Although it was a simple storytime to the children listening, Thursday night’s Drag Queen Storytime and Show had much more meaning behind it.

Put on by WVU’s LGBTQ+ Center and held in the Mountainlair’s Gluck Theatre, the event spotlighted two local drag queens — Dimitria Blackwell and Robin Hearts-Love — as they read to the children and parents of the audience and followed it with a show. All of which was done with one goal in mind: increasing literacy and acceptance.

“It’s about hope,” Hearts-Love said. “Literacy is the main focus of everything... but it’s beyond that. It’s about hope; it’s about learning to create a better world for those around you.”

Blackwell and Hearts-Love said events such as these can help people to feel less alone in the world, stressing the importance of self-love as they read to the audience of about 100 people.

The readings included children’s books “The Very Hungry Caterpillar” and “Stellaluna” and were followed by a surprise reading from the “Elephant and Piggie” series, with every child hugging the stuffed animals they were given as they found their seat.
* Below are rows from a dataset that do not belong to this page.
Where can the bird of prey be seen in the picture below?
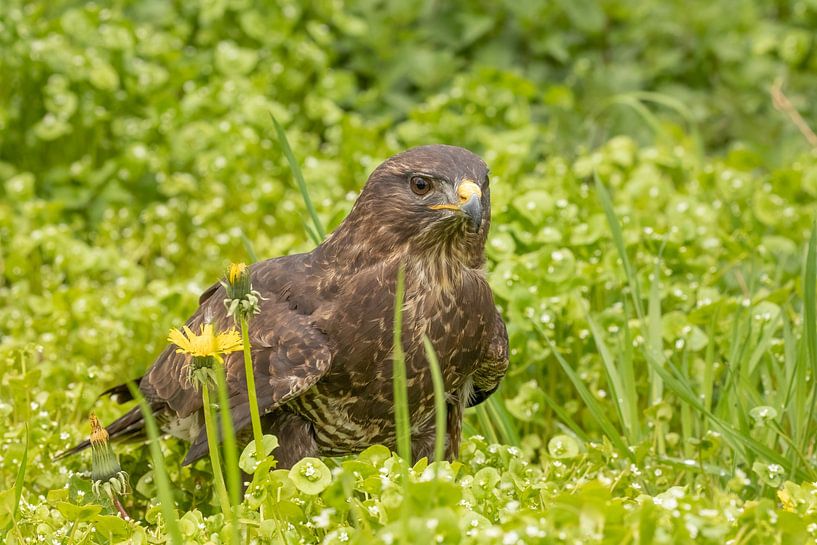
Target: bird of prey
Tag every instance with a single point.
(322, 342)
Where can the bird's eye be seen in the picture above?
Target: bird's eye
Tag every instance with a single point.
(420, 185)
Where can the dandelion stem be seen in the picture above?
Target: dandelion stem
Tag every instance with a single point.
(215, 459)
(255, 416)
(119, 507)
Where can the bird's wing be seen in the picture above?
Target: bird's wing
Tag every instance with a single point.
(493, 366)
(289, 357)
(289, 353)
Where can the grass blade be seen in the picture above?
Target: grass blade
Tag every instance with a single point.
(401, 411)
(618, 240)
(503, 421)
(614, 380)
(592, 404)
(159, 471)
(440, 407)
(299, 178)
(810, 316)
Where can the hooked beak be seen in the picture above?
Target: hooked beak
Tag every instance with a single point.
(469, 195)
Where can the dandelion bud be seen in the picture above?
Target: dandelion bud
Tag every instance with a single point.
(104, 464)
(106, 473)
(241, 300)
(238, 281)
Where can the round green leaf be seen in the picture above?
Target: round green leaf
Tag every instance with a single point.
(311, 476)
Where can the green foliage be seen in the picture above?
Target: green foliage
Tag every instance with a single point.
(652, 252)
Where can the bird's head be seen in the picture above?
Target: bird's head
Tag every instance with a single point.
(430, 198)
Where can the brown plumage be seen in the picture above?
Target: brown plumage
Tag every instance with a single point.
(322, 342)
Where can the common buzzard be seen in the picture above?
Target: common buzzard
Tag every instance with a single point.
(322, 342)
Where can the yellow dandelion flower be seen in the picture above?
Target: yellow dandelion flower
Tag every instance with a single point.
(236, 271)
(206, 343)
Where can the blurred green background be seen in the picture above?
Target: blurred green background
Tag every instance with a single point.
(138, 157)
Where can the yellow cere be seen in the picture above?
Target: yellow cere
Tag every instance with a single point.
(468, 189)
(465, 191)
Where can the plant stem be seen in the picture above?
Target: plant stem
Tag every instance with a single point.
(119, 507)
(230, 452)
(215, 459)
(255, 416)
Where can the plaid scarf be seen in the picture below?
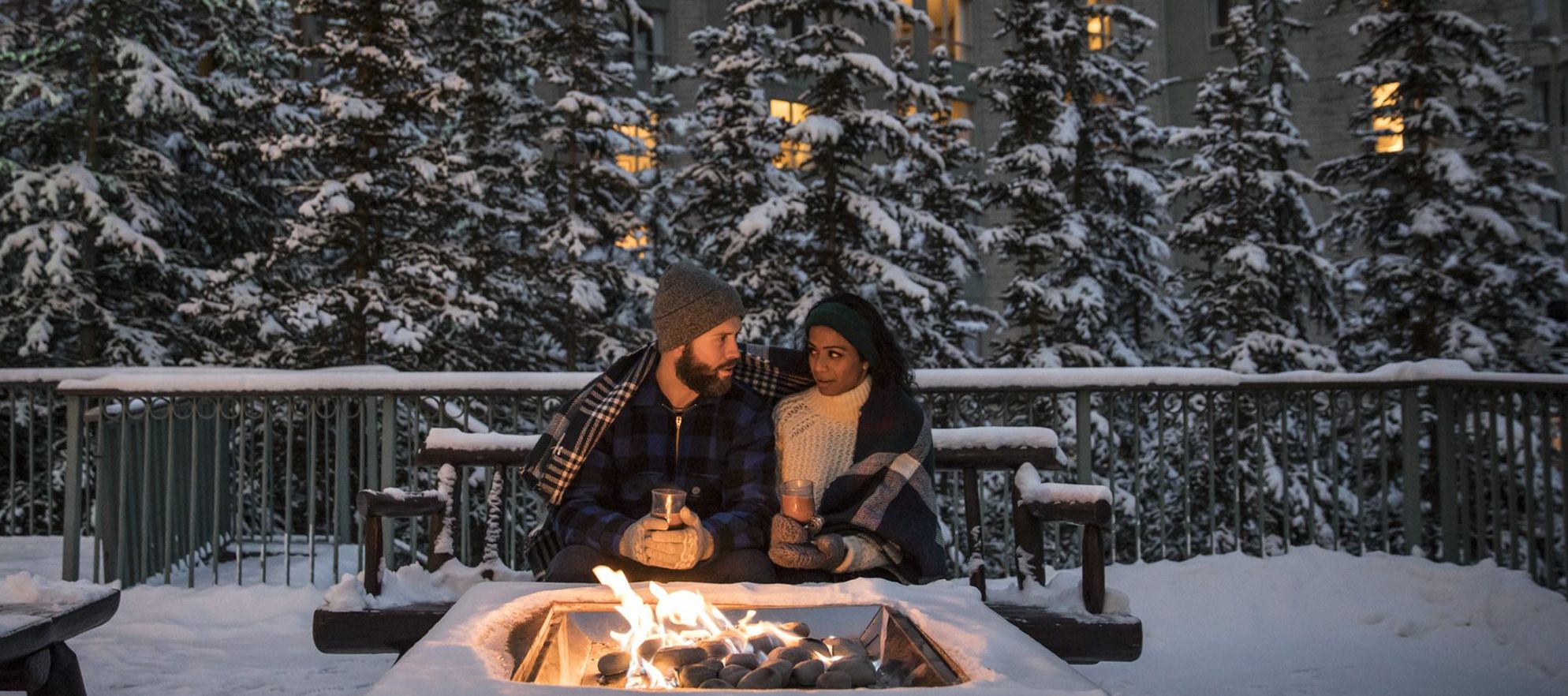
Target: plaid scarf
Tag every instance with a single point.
(574, 432)
(888, 494)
The children had a choice of blue, pink or yellow stuffed animals, and filled the room with a gasp and then laughter as the caterpillar transformed into a butterfly during the first reading. Then, it was time for the real show as Blackwell came out singing and dancing to “Girls Just Want To Have Fun.”

The duo said Blackwell handcrafted many of the costumes for the show that looked to dispel differences among people. 

“I think what we find is that we’re so much more alike than we’re ever different,” Blackwell said. “To be able to showcase that through drag — I don’t expect that every swear we read or even that our [YouTube] channel is a good fit for every family, but we want to be an option out there so that people can feel included.”

Thursday night’s Storytime and Show followed one originally scheduled to be held at the Morgantown Public Library in November, which was canceled after threats of violence.

“It was a complete [180-degree turn] from the way the last event went,” Hearts-Love said of the November event. “Other than a few [threats] here and there, it’s been supportive and loving and wonderful. 

“It was amazing for me to be able to see the kids come in and not have to deal with people with hateful signs and saying hateful things that their parents would have to explain to them.”